Sports

Sunday August 12, 2012

Who will it be, this time …

By SHAUN ORANGE


The PGA Championship at Kiawah Island Resort is set up to give us yet another different Major championship winner, but will it pan out like that?

TRYING to determine who will win the PGA Championship – or any other Major for that matter – before it starts is as difficult as it’s ever been over the past four years.

Much of that has had to do with the form, not necessarily the ability, of one Tiger Woods.

Gone are the days when he was installed as the odds-on bet to triumph even before a ball was struck in competition.

The Ocean Course at Kiawah Island is the PGA Championship test for the world’s best this week. – Photo courtesy Kiawah Island Resort. The Ocean Course at Kiawah Island is the PGA Championship test for the world’s best this week. – Photo courtesy Kiawah Island Resort.

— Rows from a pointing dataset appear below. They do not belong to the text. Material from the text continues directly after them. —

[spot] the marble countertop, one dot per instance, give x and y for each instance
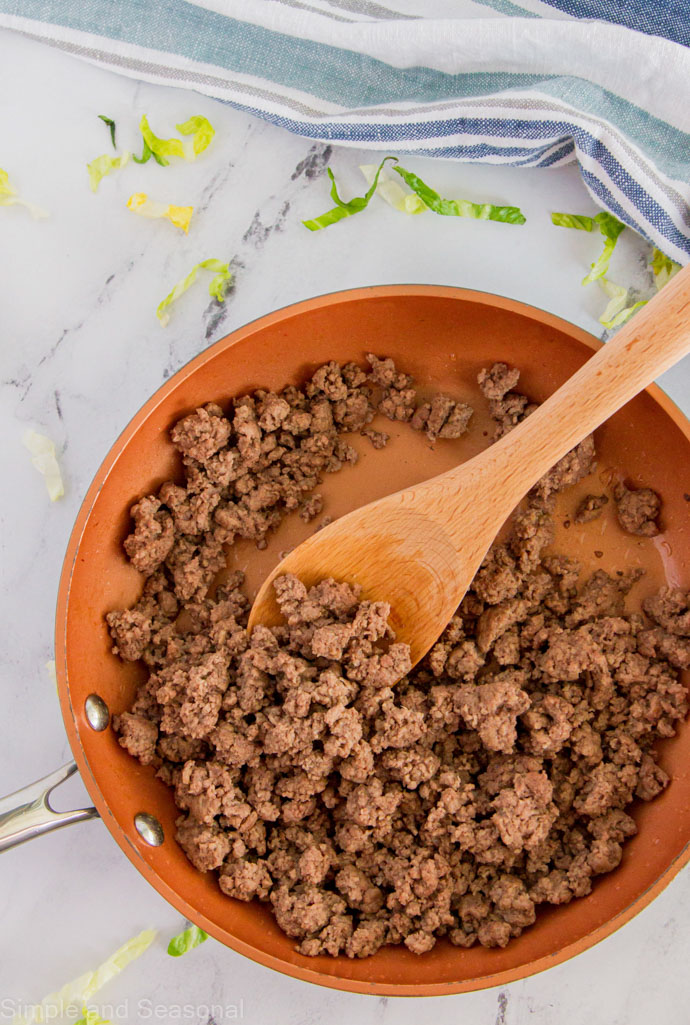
(81, 351)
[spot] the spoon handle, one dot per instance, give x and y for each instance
(651, 342)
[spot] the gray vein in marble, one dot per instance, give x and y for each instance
(315, 163)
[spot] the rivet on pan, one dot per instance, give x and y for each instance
(96, 712)
(149, 828)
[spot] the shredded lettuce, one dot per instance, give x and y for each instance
(216, 289)
(578, 220)
(43, 458)
(610, 228)
(459, 207)
(663, 269)
(177, 215)
(9, 197)
(617, 311)
(104, 165)
(147, 155)
(81, 989)
(343, 209)
(160, 148)
(91, 1017)
(111, 124)
(390, 191)
(422, 198)
(199, 128)
(188, 940)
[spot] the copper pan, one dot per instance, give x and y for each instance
(443, 336)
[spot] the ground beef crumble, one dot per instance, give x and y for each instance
(368, 803)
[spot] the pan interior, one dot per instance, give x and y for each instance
(442, 336)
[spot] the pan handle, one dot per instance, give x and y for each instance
(27, 813)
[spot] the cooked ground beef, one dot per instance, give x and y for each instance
(369, 803)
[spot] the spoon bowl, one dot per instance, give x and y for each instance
(418, 549)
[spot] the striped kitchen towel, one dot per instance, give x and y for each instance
(534, 83)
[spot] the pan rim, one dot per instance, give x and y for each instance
(289, 969)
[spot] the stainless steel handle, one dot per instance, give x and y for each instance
(27, 813)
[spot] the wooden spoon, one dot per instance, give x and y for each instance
(419, 548)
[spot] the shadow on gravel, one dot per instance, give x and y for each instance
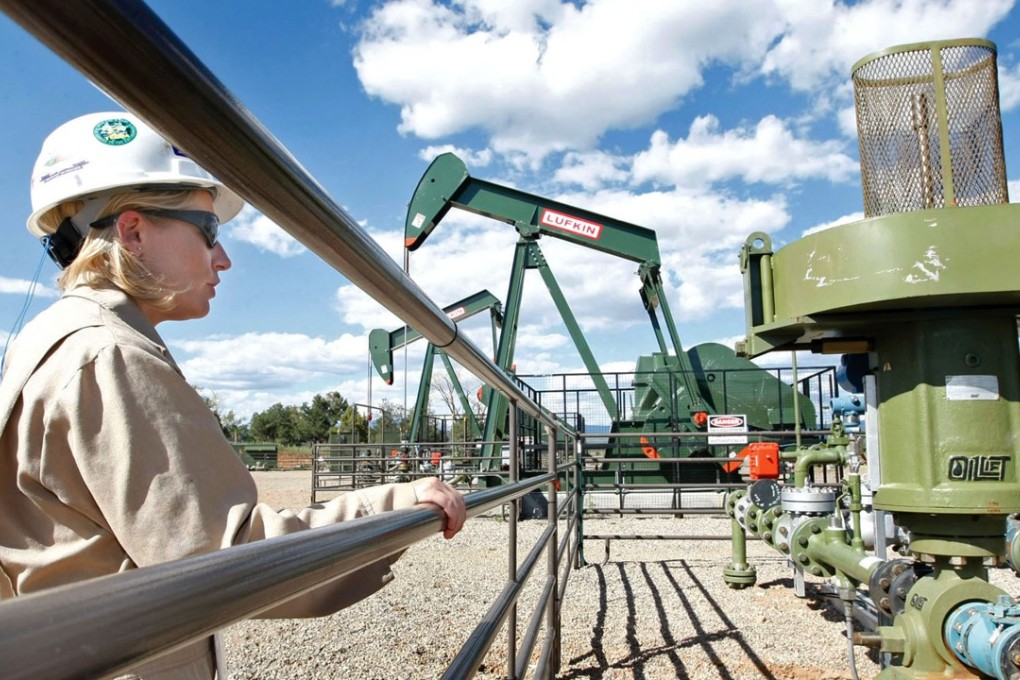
(640, 656)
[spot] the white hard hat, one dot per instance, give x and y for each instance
(98, 155)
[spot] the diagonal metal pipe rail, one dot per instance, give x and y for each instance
(123, 47)
(105, 625)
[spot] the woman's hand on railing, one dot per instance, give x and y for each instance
(449, 500)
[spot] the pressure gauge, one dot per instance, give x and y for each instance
(764, 493)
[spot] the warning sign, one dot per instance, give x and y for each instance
(727, 429)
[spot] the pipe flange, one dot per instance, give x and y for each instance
(808, 501)
(800, 539)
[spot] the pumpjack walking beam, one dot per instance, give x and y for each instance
(447, 185)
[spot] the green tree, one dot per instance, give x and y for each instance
(319, 417)
(278, 423)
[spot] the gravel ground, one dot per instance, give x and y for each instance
(656, 609)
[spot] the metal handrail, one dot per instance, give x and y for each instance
(123, 47)
(108, 624)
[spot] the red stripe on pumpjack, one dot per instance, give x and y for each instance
(648, 449)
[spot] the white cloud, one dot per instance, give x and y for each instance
(268, 361)
(591, 170)
(767, 153)
(470, 157)
(21, 286)
(542, 75)
(846, 219)
(253, 227)
(523, 82)
(822, 40)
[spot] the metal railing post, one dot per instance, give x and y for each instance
(553, 606)
(512, 541)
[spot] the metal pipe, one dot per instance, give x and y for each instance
(477, 644)
(530, 635)
(512, 540)
(124, 48)
(114, 622)
(553, 605)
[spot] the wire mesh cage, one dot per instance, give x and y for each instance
(929, 128)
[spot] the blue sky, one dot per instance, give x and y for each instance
(704, 121)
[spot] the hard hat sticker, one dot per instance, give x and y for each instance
(115, 132)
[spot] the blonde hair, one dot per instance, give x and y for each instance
(104, 261)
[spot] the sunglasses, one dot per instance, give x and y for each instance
(206, 222)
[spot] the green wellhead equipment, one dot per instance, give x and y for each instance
(922, 297)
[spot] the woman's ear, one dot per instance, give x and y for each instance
(130, 227)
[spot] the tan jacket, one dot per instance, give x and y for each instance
(109, 461)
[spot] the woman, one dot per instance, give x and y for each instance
(108, 459)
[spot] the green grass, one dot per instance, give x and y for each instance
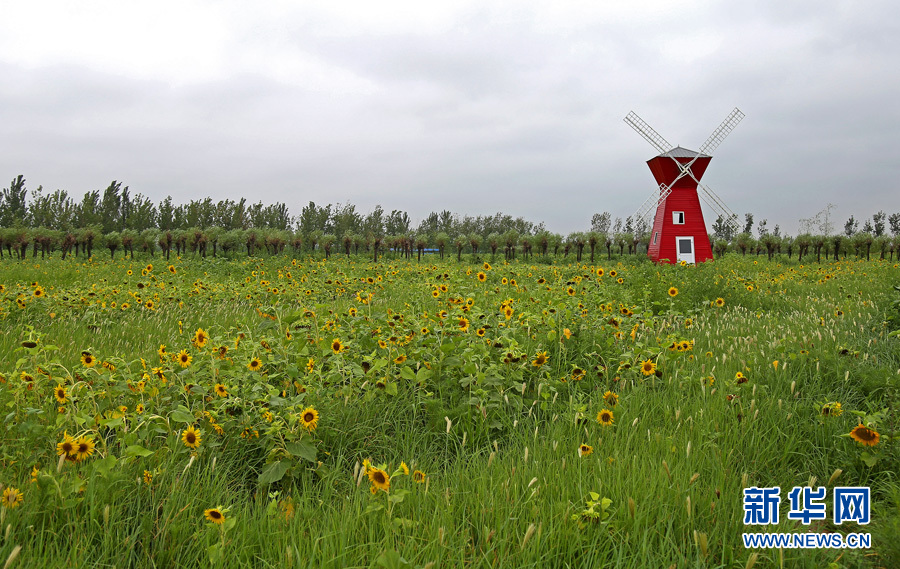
(496, 436)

Notwithstanding this tough, Woods has shown that he is back to his winning ways – on the regular PGA Tour at least – with three wins thus far, this season.

And because of this alone, he went into the PGA Championship as one of the players [not THE player] to beat at Kiawah Island Resort this week.

The PGA Championship, the fourth and final Major of the season, started as a tournament that had any of maybe 20 or so players in with a real decent chance of landing the title.

As things turned out, after the first round on Thursday, Carl Pettersson led the tournament and had Gonzalo Fernandez-Castano, Alex Noren, Gary Woodland and 2011 US Open champion Rory McIlroy a stroke adrift and tied for second.

McIlroy looked good early on at the PGA, which was nice to see. McIlroy looked good early on at the PGA, which was nice to see.

Such has been the Majors following Tiger’s game collapsing so dramatically since his last Major victory, at the US Open of 2008, that there have been different winners on each occasion of the last 16 Majors.

Thus, even going into the last round – today – it would be folly to say exactly who will triumph.

Last month’s British Open at Royal Lytham & St Annes in England, is a vivid reminder of this and a brilliant example of just how fickle this lovely sport is.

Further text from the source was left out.